Figure 19.3: Data simulated according to the function \(f(x) = sin(2 \pi x) + N(0,0.25)\) fitted with four different models. A) A simple linear model demonstrates *underfitting*. B) A linear model with a sin function (\(y = sin(2 \pi x)\)) and C) a loess model with a wide span (0.5) demonstrate *good fits*. D) A loess model with a narrow span (0.05) is a good example of *overfitting*.

In Figure 19.3, we simulate data according to the function \(f(x) = sin(2 \pi x) + N(0,0.25)\) and fit four different models. Choosing a model that is too simple (A) will result in underfitting the data, while choosing a model that is too complex (D) will result in overfitting the data. For model (D), the loess model with a narrow span, the fitted line follows the noise in the data too closely, capturing random fluctuations rather than the underlying trend.

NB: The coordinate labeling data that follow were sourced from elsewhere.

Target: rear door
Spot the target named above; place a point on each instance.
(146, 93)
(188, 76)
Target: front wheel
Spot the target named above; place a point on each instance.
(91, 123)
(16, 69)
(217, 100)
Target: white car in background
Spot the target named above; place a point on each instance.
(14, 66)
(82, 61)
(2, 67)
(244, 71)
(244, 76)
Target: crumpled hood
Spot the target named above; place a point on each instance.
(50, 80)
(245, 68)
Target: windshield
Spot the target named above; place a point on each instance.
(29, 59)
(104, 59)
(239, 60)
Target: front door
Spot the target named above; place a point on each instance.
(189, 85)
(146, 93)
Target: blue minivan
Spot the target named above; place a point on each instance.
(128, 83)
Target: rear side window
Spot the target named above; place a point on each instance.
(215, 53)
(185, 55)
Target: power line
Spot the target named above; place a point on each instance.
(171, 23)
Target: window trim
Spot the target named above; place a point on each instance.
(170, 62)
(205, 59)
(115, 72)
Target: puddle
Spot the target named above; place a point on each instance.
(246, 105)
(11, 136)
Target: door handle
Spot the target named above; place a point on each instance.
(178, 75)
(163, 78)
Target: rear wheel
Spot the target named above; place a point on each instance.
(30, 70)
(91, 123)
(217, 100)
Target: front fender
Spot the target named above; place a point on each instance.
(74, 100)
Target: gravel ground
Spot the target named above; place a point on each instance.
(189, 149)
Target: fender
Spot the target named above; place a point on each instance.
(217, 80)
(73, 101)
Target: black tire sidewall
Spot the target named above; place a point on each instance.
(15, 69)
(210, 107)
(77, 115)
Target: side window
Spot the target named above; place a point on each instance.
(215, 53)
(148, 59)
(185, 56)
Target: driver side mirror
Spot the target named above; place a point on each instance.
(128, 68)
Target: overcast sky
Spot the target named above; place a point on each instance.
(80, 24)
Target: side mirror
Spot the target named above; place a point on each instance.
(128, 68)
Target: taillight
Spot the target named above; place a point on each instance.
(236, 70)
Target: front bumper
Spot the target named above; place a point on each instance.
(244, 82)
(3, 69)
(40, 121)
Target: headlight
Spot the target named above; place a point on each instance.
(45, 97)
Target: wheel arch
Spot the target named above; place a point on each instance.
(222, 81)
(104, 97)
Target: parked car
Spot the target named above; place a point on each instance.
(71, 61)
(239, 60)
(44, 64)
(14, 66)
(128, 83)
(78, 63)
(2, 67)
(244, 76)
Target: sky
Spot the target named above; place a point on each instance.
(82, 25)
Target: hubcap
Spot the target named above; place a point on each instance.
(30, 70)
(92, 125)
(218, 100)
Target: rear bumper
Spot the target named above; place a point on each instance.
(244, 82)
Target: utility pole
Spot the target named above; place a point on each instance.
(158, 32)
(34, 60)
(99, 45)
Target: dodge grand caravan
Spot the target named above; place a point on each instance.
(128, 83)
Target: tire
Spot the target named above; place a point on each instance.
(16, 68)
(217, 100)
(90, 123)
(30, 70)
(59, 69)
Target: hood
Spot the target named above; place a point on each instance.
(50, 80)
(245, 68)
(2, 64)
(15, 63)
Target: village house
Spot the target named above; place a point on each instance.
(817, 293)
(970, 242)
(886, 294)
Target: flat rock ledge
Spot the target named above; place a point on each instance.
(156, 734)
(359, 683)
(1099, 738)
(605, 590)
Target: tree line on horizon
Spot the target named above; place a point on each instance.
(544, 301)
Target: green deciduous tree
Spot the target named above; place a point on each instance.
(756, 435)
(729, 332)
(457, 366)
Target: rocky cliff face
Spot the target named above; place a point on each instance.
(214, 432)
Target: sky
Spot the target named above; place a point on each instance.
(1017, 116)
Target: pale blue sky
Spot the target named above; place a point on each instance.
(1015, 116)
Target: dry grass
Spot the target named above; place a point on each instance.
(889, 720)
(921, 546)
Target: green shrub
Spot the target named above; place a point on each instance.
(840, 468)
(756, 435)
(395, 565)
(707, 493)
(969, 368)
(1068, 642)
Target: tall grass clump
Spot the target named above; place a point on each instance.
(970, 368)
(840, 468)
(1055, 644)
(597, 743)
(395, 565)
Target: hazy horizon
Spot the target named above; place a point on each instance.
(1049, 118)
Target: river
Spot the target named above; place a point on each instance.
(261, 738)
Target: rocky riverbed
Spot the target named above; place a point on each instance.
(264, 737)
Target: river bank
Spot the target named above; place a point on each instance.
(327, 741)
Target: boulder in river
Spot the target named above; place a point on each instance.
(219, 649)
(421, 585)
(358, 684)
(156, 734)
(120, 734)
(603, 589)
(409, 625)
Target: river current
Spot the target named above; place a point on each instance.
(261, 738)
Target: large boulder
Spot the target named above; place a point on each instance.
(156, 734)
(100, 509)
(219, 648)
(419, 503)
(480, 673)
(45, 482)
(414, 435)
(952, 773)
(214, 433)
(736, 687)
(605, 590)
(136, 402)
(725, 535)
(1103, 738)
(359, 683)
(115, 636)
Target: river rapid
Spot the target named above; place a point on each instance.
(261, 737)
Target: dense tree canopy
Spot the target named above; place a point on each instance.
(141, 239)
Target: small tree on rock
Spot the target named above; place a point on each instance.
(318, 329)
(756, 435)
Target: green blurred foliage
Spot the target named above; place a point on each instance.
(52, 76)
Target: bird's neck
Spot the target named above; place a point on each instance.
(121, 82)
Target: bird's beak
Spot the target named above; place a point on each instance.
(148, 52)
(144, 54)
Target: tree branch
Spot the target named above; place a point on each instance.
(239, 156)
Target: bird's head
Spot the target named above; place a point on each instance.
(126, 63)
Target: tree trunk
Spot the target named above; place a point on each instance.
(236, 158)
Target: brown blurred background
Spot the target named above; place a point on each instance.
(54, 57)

In contrast, models (B) and (C) demonstrate good fits, capturing the essential pattern without being overly complex.

The relationship between model complexity and performance often follows a characteristic U-shaped curve. Very simple models underperform due to underfitting. As complexity increases, performance improves as the model captures more relevant patterns. However, beyond an optimal point, additional complexity leads to overfitting and degraded performance on new data.

Detecting Overfitting

Overfitting reveals itself through a growing gap between training and validation performance. If your model achieves 95% accuracy on training data but only 70% on validation data, you’re likely overfitting.

Monitor both training and validation metrics throughout model development. The best models show similar performance on both sets, indicating good generalization.

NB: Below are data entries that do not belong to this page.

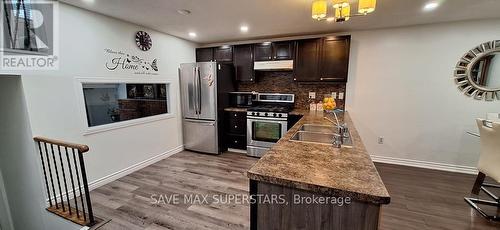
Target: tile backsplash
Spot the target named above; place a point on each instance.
(282, 82)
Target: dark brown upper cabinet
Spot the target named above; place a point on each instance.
(270, 51)
(204, 54)
(263, 51)
(283, 50)
(243, 63)
(223, 54)
(306, 63)
(334, 63)
(322, 59)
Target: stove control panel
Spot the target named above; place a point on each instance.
(267, 114)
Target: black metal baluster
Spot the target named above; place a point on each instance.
(79, 185)
(86, 188)
(72, 184)
(57, 175)
(64, 178)
(44, 172)
(50, 172)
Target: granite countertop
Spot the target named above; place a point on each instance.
(323, 169)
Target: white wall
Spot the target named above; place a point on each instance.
(5, 217)
(52, 97)
(401, 88)
(19, 163)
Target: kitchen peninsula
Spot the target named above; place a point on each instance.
(314, 170)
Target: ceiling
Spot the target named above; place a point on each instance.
(219, 20)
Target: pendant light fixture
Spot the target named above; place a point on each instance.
(342, 9)
(319, 9)
(342, 14)
(366, 6)
(340, 3)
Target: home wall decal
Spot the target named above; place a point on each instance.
(122, 61)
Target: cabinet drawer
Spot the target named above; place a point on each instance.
(237, 126)
(237, 123)
(236, 141)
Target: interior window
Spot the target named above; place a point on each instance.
(107, 103)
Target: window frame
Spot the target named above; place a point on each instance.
(89, 130)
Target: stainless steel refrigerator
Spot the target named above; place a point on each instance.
(204, 95)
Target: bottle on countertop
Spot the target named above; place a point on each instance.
(312, 106)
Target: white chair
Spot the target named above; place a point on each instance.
(488, 165)
(495, 117)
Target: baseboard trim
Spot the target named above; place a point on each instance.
(237, 150)
(425, 164)
(114, 176)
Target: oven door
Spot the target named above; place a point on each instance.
(264, 132)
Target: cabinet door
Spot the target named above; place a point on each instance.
(204, 54)
(243, 63)
(334, 59)
(307, 60)
(223, 54)
(263, 51)
(283, 50)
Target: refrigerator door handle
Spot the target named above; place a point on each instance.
(199, 89)
(195, 91)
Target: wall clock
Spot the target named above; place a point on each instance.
(143, 40)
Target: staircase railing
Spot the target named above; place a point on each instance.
(66, 180)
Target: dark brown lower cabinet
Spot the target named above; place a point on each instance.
(236, 130)
(293, 119)
(298, 213)
(237, 141)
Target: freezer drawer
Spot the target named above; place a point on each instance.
(200, 136)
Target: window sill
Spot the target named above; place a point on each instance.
(124, 124)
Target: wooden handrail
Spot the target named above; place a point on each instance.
(81, 148)
(65, 176)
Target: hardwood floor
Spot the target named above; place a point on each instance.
(421, 198)
(429, 199)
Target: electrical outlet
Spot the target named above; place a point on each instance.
(381, 140)
(312, 95)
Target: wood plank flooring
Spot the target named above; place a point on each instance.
(421, 199)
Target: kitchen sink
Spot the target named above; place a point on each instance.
(317, 128)
(319, 134)
(320, 138)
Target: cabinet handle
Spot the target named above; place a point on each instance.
(329, 78)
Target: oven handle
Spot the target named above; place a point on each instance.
(266, 118)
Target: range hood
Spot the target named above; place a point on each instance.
(286, 65)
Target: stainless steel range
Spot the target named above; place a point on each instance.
(267, 122)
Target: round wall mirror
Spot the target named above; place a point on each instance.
(477, 74)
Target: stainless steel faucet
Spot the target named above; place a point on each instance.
(342, 131)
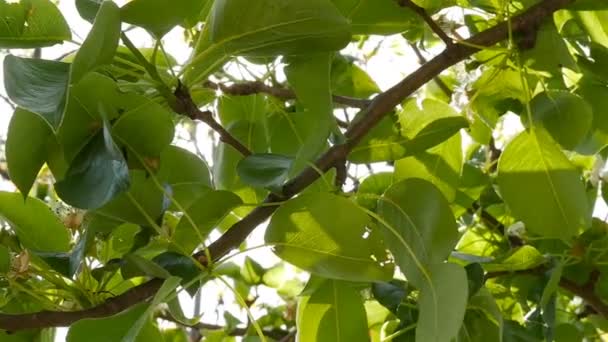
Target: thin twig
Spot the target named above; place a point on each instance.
(256, 87)
(444, 87)
(185, 105)
(429, 21)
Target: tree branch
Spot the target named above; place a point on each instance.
(256, 87)
(380, 106)
(429, 21)
(185, 105)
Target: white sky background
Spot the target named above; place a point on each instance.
(391, 64)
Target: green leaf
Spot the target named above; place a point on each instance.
(550, 52)
(382, 17)
(206, 212)
(112, 328)
(334, 312)
(429, 124)
(534, 162)
(323, 234)
(348, 79)
(100, 44)
(37, 85)
(441, 166)
(270, 28)
(32, 24)
(144, 13)
(442, 303)
(483, 320)
(5, 260)
(34, 223)
(265, 170)
(26, 148)
(419, 227)
(310, 78)
(97, 175)
(523, 258)
(88, 8)
(146, 127)
(566, 116)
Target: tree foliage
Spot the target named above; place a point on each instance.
(461, 229)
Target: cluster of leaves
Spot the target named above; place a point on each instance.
(485, 241)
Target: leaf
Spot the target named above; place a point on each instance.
(483, 320)
(5, 260)
(348, 79)
(206, 212)
(144, 13)
(26, 148)
(270, 28)
(310, 78)
(112, 328)
(323, 234)
(534, 162)
(428, 125)
(88, 8)
(165, 290)
(146, 127)
(334, 312)
(524, 258)
(419, 227)
(381, 17)
(97, 175)
(440, 165)
(37, 85)
(566, 116)
(100, 44)
(34, 223)
(442, 303)
(32, 24)
(264, 170)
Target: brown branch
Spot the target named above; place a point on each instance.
(186, 106)
(256, 87)
(380, 106)
(429, 21)
(585, 291)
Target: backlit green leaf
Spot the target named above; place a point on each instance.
(324, 234)
(535, 176)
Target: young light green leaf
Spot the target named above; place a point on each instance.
(30, 24)
(381, 17)
(334, 312)
(419, 227)
(26, 148)
(101, 42)
(310, 78)
(34, 223)
(37, 85)
(168, 286)
(112, 328)
(97, 175)
(206, 212)
(324, 234)
(566, 116)
(144, 13)
(271, 28)
(440, 165)
(534, 162)
(442, 303)
(265, 170)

Several strategies help combat overfitting. Regularization techniques add penalties for model complexity, encouraging simpler solutions. Cross-validation provides more robust estimates of model performance by training and validating on multiple data splits. Early stopping halts training when validation performance begins to degrade, even if training performance continues improving. Feature selection reduces the number of input variables, focusing the model on the most relevant information.

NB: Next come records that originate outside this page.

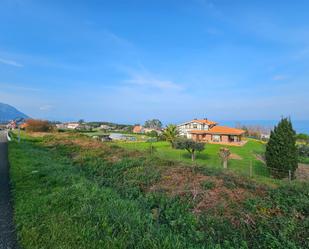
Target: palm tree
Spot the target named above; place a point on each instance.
(170, 134)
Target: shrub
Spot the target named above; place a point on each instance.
(189, 145)
(281, 150)
(303, 150)
(36, 125)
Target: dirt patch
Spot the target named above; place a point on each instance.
(235, 156)
(39, 134)
(184, 181)
(260, 158)
(180, 181)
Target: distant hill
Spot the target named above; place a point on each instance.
(8, 112)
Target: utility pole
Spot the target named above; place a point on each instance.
(18, 134)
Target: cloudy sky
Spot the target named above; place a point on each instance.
(127, 61)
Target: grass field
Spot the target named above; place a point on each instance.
(73, 192)
(246, 155)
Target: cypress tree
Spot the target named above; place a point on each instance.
(281, 150)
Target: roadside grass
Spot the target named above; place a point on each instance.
(73, 192)
(209, 157)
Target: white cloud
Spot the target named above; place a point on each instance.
(10, 63)
(14, 87)
(279, 77)
(143, 78)
(46, 107)
(147, 81)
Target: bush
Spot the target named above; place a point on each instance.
(303, 150)
(35, 125)
(189, 145)
(281, 150)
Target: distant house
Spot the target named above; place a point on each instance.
(204, 130)
(24, 125)
(72, 126)
(119, 136)
(11, 125)
(61, 126)
(138, 129)
(105, 127)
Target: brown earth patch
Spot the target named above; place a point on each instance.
(184, 181)
(108, 151)
(235, 156)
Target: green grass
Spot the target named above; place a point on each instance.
(99, 132)
(70, 196)
(209, 156)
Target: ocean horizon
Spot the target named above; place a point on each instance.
(300, 126)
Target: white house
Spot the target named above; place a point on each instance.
(196, 124)
(204, 130)
(72, 126)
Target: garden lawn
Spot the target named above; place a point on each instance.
(209, 156)
(73, 192)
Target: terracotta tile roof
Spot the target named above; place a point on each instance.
(137, 129)
(204, 121)
(220, 130)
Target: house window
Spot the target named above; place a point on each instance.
(216, 138)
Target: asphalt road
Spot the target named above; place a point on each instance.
(7, 228)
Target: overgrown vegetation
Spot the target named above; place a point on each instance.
(189, 145)
(74, 192)
(303, 153)
(36, 125)
(281, 151)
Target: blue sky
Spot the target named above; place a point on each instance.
(127, 61)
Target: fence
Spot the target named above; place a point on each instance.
(252, 168)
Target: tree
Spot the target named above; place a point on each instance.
(35, 125)
(170, 134)
(153, 124)
(281, 151)
(189, 145)
(152, 134)
(224, 154)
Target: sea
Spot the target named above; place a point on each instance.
(300, 126)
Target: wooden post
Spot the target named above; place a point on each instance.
(18, 134)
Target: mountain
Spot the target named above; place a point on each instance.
(8, 113)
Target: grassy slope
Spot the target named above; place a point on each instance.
(210, 157)
(69, 196)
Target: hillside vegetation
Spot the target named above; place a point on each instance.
(73, 192)
(8, 112)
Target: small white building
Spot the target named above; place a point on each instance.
(72, 126)
(185, 129)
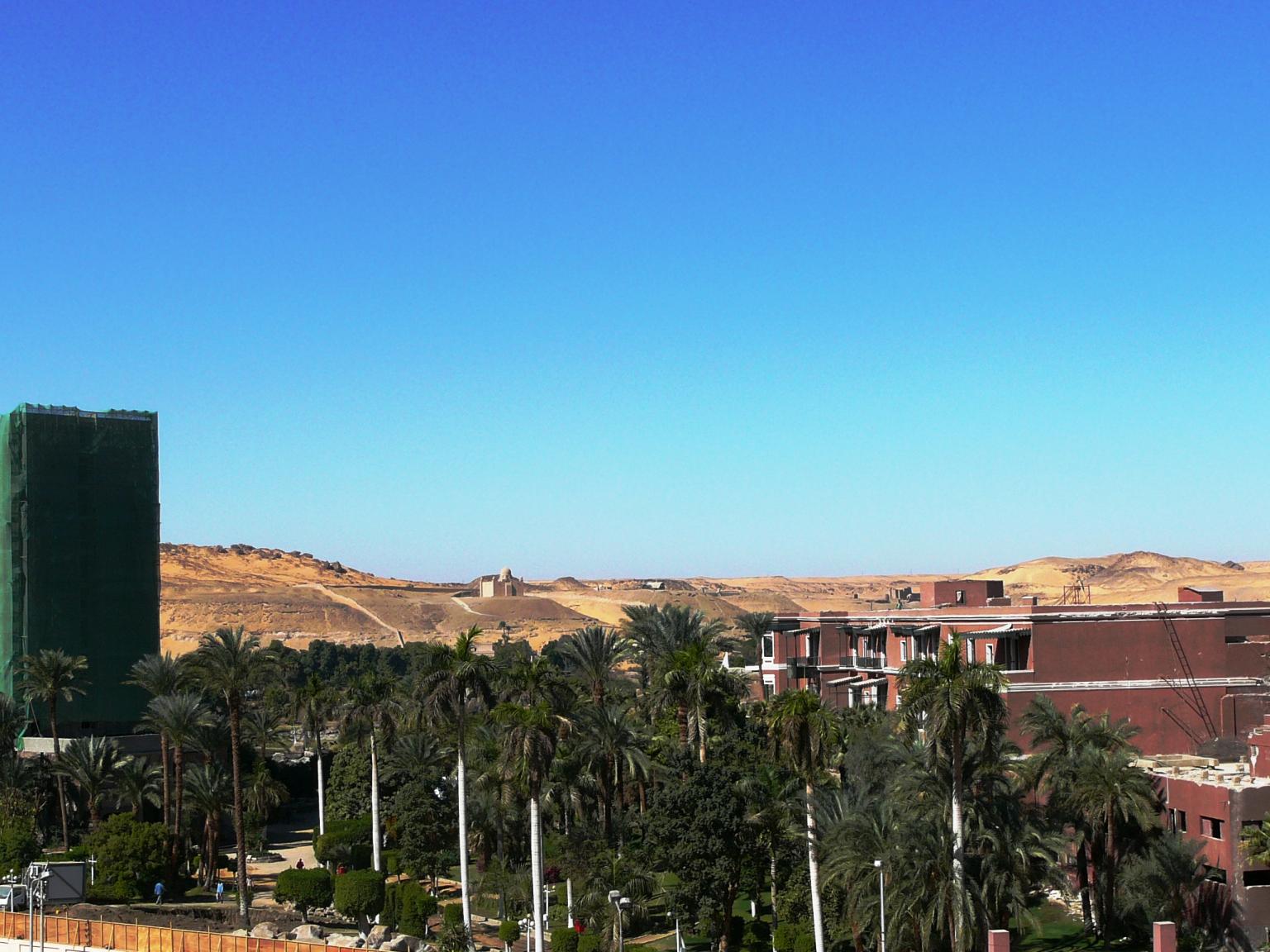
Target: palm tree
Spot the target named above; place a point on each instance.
(1110, 791)
(208, 790)
(182, 717)
(47, 675)
(771, 793)
(159, 675)
(229, 663)
(950, 698)
(594, 654)
(756, 625)
(314, 708)
(1058, 745)
(530, 745)
(460, 681)
(137, 785)
(803, 733)
(92, 764)
(694, 682)
(265, 725)
(370, 714)
(611, 748)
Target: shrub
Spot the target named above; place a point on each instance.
(130, 856)
(452, 914)
(360, 895)
(508, 932)
(346, 843)
(305, 890)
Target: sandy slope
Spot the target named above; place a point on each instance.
(298, 598)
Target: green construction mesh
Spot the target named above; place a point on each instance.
(79, 561)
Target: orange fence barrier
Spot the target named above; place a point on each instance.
(141, 938)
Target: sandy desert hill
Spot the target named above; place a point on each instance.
(298, 598)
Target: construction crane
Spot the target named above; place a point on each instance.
(1191, 696)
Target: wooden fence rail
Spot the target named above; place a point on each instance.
(126, 937)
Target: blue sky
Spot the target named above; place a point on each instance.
(656, 288)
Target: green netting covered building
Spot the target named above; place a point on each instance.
(79, 552)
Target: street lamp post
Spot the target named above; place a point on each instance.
(620, 902)
(881, 902)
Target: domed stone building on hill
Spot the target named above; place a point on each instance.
(502, 585)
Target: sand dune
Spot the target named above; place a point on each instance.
(298, 598)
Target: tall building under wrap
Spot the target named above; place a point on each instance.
(79, 552)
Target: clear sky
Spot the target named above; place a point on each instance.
(656, 288)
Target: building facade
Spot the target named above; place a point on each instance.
(79, 552)
(1184, 673)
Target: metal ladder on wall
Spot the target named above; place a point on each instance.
(1191, 697)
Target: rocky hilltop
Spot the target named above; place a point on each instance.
(298, 597)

The bias-variance tradeoff provides a theoretical framework for understanding these phenomena. Bias refers to systematic errors due to overly simple models, while variance refers to sensitivity to small changes in training data. High-bias models underfit, while high-variance models overfit. The optimal model balances these competing sources of error.

19.4 Cross-Validation and Model Selection

Cross-validation addresses a fundamental challenge in machine learning: how do we reliably estimate model performance when we have limited data? Simple train-test splits can be misleading, especially with small datasets, because performance estimates depend heavily on which specific examples end up in each set.

K-fold cross-validation provides a more robust solution. The training data is divided into k equal-sized subsets (folds). The model is trained k times, each time using k-1 folds for training and the remaining fold for validation. This process yields k performance estimates, which can be averaged to get a more stable assessment of model quality.

Five-fold and ten-fold cross-validation are common choices, providing good balance between computational efficiency and reliable estimates. Leave-one-out cross-validation represents an extreme case where k equals the number of training examples. While this maximizes the use of training data, it can be computationally expensive and may provide overly optimistic estimates for some types of models.

Stratified cross-validation ensures that each fold maintains the same proportion of examples from each class, which is particularly important for classification problems with imbalanced datasets. Time series data requires special consideration, as temporal order matters. Time series cross-validation uses only past data to predict future values, respecting the temporal structure.

Cross-validation serves multiple purposes in the model development process. It helps select the best algorithm from a set of candidates, tune hyperparameters within a chosen algorithm, and provide realistic estimates of expected performance on new data. However, it’s crucial to remember that cross-validation results still come from the training data. Final model evaluation should always use a completely separate test set.